Many Mac models still have small disk drives… the 12-inch MacBook in particular, as well as MacBook Air. SSD disk space still has quite a premium.
That’s why it’s very ironic that a disk drive maker’s software is such a space hog.
Seagate’s Dashboard utility has a built-in software update function. And that’s great. Unfortunately, it keeps a copy of the .dmg disk image, for each and every version it downloads. It does not even clean up the old versions, once the new versions are installed!
This means if you dutifully upgrade every Seagate Dashboard version, each taking 150+ MB per piece, you could have the better part of a gigabyte of SSD disk space, consumed by hidden .dmg files.
You can reclaim this space by deleting all the .dmg files located in ~/Library/Application Support/Seagate Dashboard 2.0/
To get there, go to the Finder, click the Go menu at the top, and select Go to Folder.
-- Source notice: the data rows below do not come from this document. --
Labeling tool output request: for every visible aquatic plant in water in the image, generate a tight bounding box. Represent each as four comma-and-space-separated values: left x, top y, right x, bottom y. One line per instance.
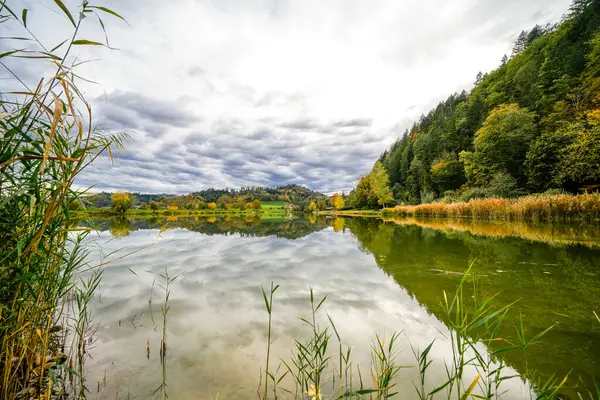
259, 265, 597, 399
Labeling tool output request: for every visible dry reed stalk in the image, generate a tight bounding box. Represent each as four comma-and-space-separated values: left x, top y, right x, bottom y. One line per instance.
385, 193, 600, 223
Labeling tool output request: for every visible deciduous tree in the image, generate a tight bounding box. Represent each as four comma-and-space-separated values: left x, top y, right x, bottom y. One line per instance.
557, 125, 600, 189
111, 192, 135, 213
430, 156, 466, 195
370, 161, 395, 207
332, 193, 345, 210
468, 104, 536, 185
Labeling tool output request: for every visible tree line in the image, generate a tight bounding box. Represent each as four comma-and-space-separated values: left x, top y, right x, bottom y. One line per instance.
108, 192, 264, 212
85, 184, 328, 211
348, 0, 600, 208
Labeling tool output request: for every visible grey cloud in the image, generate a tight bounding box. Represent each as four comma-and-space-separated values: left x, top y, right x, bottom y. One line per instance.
114, 150, 150, 163
96, 108, 137, 131
211, 118, 244, 135
254, 92, 281, 107
140, 124, 167, 138
185, 145, 223, 159
188, 65, 207, 77
332, 119, 373, 128
95, 90, 199, 130
223, 158, 248, 170
248, 128, 275, 140
279, 119, 320, 130
80, 111, 383, 193
184, 132, 211, 145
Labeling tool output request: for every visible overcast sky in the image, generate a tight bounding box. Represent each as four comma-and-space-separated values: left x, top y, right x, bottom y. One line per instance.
4, 0, 572, 194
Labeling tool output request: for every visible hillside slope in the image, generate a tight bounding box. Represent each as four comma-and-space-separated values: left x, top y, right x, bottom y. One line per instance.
350, 0, 600, 207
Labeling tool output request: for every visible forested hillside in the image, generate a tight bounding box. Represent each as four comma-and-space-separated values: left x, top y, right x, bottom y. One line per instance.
192, 184, 325, 205
349, 0, 600, 207
86, 184, 326, 209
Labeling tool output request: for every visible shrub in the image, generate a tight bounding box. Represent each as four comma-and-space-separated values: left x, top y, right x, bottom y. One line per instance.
456, 187, 490, 202
542, 188, 565, 196
486, 172, 525, 198
420, 189, 436, 204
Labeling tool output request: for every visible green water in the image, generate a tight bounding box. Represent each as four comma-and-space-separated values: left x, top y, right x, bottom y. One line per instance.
82, 215, 600, 399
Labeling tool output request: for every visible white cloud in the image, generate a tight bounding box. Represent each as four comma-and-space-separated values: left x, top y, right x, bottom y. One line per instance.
2, 0, 572, 193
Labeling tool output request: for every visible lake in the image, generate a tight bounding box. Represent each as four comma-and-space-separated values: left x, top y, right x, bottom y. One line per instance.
80, 215, 600, 399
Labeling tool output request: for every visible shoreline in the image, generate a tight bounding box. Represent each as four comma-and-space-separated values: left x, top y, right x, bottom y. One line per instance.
315, 193, 600, 224
73, 208, 296, 218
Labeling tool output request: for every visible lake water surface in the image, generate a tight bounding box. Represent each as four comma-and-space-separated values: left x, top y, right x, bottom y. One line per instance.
81, 215, 600, 399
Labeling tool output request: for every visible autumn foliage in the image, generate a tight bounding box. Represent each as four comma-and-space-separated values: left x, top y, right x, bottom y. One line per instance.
383, 193, 600, 223
332, 193, 345, 210
111, 192, 135, 213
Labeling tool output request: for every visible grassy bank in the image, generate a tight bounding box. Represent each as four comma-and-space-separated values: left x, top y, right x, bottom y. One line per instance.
383, 193, 600, 223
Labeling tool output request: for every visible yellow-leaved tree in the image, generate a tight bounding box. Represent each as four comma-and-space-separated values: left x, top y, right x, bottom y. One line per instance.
332, 193, 345, 210
111, 192, 135, 213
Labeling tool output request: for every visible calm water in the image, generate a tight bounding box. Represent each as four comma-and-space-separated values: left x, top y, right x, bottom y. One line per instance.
81, 215, 600, 399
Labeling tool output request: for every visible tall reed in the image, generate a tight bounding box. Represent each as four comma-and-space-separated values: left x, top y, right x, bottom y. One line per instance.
0, 1, 127, 398
261, 282, 280, 400
152, 266, 177, 399
384, 193, 600, 223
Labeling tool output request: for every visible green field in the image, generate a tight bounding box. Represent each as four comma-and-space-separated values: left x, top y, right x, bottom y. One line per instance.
72, 202, 294, 218
260, 201, 291, 210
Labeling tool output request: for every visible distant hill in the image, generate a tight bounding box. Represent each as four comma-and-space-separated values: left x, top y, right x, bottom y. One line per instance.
191, 184, 325, 205
85, 184, 326, 209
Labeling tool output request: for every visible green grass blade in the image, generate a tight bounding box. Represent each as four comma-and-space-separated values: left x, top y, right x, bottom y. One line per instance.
88, 5, 128, 23
53, 0, 76, 27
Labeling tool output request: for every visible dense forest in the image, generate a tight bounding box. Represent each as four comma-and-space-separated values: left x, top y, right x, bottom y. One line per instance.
349, 0, 600, 208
Then paste in the path in italics above – including the ~ symbol at the start. You need to do this on the administrator account, as the installers are stored in a user-specific folder.
Needless to say, Seagate needs to fix this. They need to do two things:
- Add a task that searches for these hidden .dmg files, and removes them – so future versions clean up the mess of older versions.
- Ensure the .app/.pkg installer removes the currently-downloaded .dmg file – after the install process completes (say, by moving it to the Trash). That ensures that the installer won’t continue to create new junk.
Despite Seagate PR claiming they forwarded this report on, the latest Seagate Dashboard release (4.4.6.0) keeps the same behavior – stashing a ~125MB file in ~/Library
Really unacceptable behavior on the part of the app.